Curators of the now

I was speaking last night at a Computer Weekly CW500 event focused on social networking. The other speakers were JP Rangaswami, Chief Scientist at BT, and Ariel Eckstein, the MD of Hiring solutions at Linked In.
CW500 is a club for CIO and IT director level managers. No suppliers are allowed, so the regular monthly events are a great meeting place for senior IT people to discuss issues with peers – without someone trying to flog them some consultancy or software.
The three of us had 10 minutes to speak, followed by a Q&A session. Naturally, the Q&A was free-flowing and enjoyable, given the senior positions of the audience. JP was on good form.
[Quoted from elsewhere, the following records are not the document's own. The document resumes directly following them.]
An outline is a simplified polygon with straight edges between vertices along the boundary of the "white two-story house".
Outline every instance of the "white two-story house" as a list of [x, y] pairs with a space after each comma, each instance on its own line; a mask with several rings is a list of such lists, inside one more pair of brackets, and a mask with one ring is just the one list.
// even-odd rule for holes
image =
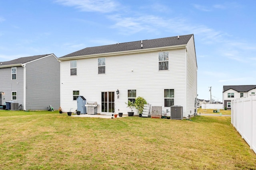
[[193, 34], [88, 47], [58, 60], [63, 111], [76, 109], [79, 96], [96, 102], [101, 114], [127, 114], [125, 103], [138, 96], [169, 111], [182, 106], [184, 117], [196, 107]]
[[231, 109], [231, 100], [247, 98], [256, 93], [256, 85], [223, 86], [223, 107]]

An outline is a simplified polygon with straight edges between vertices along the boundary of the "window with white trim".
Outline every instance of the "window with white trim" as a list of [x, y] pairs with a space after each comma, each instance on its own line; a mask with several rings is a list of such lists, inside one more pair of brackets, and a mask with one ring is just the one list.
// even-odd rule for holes
[[136, 90], [128, 90], [128, 100], [130, 100], [132, 102], [135, 102], [135, 99], [137, 95]]
[[228, 93], [228, 98], [234, 98], [234, 93]]
[[164, 107], [174, 105], [174, 90], [164, 89]]
[[76, 76], [77, 70], [77, 61], [72, 60], [70, 61], [70, 76]]
[[169, 51], [158, 53], [158, 70], [168, 70], [169, 69]]
[[17, 100], [17, 92], [12, 92], [12, 100]]
[[16, 80], [17, 67], [12, 67], [12, 80]]
[[76, 100], [76, 99], [79, 96], [79, 91], [73, 91], [73, 100]]
[[106, 58], [98, 59], [98, 73], [105, 74], [106, 73]]

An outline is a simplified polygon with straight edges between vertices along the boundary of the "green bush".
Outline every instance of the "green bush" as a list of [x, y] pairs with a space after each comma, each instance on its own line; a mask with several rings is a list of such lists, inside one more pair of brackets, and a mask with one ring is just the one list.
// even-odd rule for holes
[[138, 113], [139, 114], [142, 113], [144, 105], [147, 104], [147, 102], [142, 97], [139, 96], [135, 99], [135, 107], [138, 110]]

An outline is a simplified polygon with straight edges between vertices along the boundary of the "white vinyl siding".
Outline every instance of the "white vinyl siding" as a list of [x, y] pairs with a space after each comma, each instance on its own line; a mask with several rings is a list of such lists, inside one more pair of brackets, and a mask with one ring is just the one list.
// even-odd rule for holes
[[197, 98], [197, 64], [194, 45], [194, 38], [192, 37], [188, 43], [186, 51], [186, 90], [184, 96], [186, 106], [185, 109], [183, 106], [183, 111], [186, 111], [183, 112], [184, 116], [194, 113], [197, 108], [196, 104]]
[[[128, 90], [136, 89], [136, 97], [144, 98], [152, 106], [164, 107], [164, 89], [175, 89], [175, 105], [186, 109], [185, 49], [168, 51], [169, 71], [159, 71], [158, 51], [106, 57], [104, 76], [98, 74], [97, 57], [78, 60], [77, 75], [70, 76], [70, 61], [61, 61], [61, 107], [63, 111], [75, 110], [76, 101], [71, 100], [73, 89], [79, 89], [86, 102], [96, 102], [101, 113], [101, 92], [118, 89], [116, 96], [115, 111], [127, 114]], [[146, 64], [145, 64], [146, 63]], [[191, 81], [193, 81], [191, 80]], [[196, 80], [194, 80], [196, 81]], [[195, 85], [195, 86], [196, 86]], [[196, 91], [196, 89], [195, 90]], [[196, 92], [194, 93], [196, 94]]]

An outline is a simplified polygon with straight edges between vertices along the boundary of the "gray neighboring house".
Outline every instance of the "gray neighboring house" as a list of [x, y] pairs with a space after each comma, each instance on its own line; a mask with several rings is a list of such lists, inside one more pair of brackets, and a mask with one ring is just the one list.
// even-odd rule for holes
[[256, 85], [223, 86], [223, 107], [231, 109], [231, 101], [256, 94]]
[[0, 62], [0, 105], [18, 103], [20, 110], [60, 106], [60, 63], [54, 54]]

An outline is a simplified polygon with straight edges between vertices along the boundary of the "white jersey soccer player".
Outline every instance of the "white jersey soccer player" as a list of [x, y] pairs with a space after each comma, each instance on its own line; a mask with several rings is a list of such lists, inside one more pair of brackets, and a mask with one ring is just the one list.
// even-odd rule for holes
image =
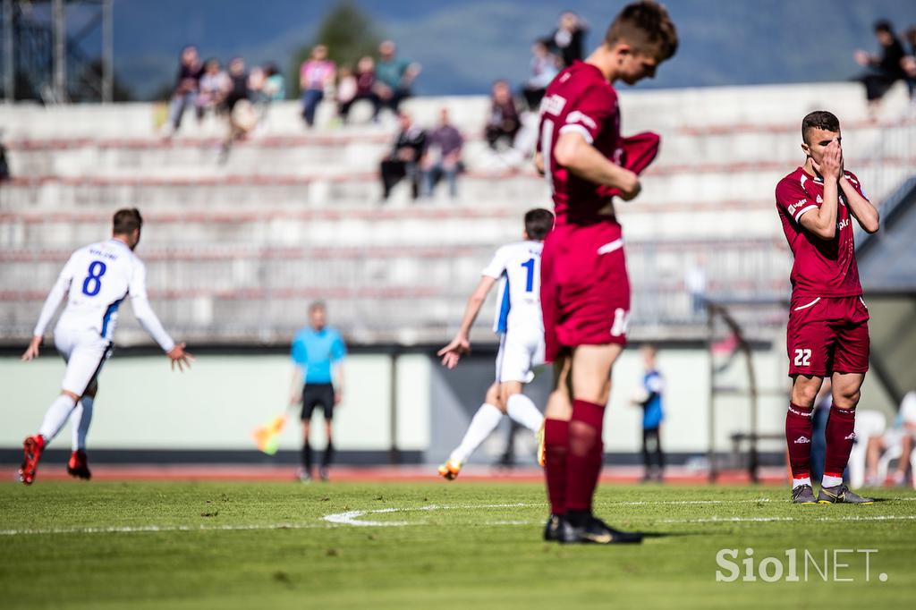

He has a way of talking about IT and social networks that avoids all the usual terminology. He doesn’t talk about blogs, or Twitter, or friends, or likes… and his views are incredibly perspicacious. Always worth listening to. Ariel talked about how the entire hiring marketplace is changing as more companies use social networks to hire staff – who would have thought that a firm like Accenture is now resourcing almost half of new hires using social networks?
My own talk was really around the pros and cons of blogging for senior executives. I’ll post a summary of it tomorrow. Today, I want to just highlight a question that came from the audience to me.
I was asked why the questioner’s 13-year-old daughter finds it entirely natural to operate online, using instant messaging and social networks to stay in touch with her friends, whereas all the suits in the room still need it explained to them.
There are a few angles to this. First, JP had talked about ‘digital natives’ and the Cluetrain Manifesto in his talk. I won’t go into detail on this – click the link if you want more – but just think about this for a moment. Young people about to graduate from university this year or next year were born in 1990. Yes, the nineties… and they are going to be looking for work soon. And they cannot remember any moment in their life before the Internet was there and everyone had a mobile telephone. They find the concept of a phone attached to a building to be extremely strange and are entirely comfortable with the ability to reach out to anyone, anywhere in their network at any time.
Second, what is in the stream of information that the child is reading? It’s probably friends and friends of friends talking about movies, actors, music… sharing and recommending information.
That’s a newsfeed. That’s what you might see on your ‘All Friends’ feed on Twitter.
Think about it. If you are an executive who wonders what on earth Twitter can offer then sign up. Don’t tweet anything, but start following the people you respect and trust. It might be favourite authors, journalists, other executives, technologists, analysts, business advisors or researchers, politicians (maybe)…
Now look at the stream of information. It’s a stream of high quality information written by people you trust, or them recommending other things to read, or them broadcasting things their own trusted friends have said.
It’s your own personal information stream that is curated by you. And in this age of information overload, that’s amazingly powerful.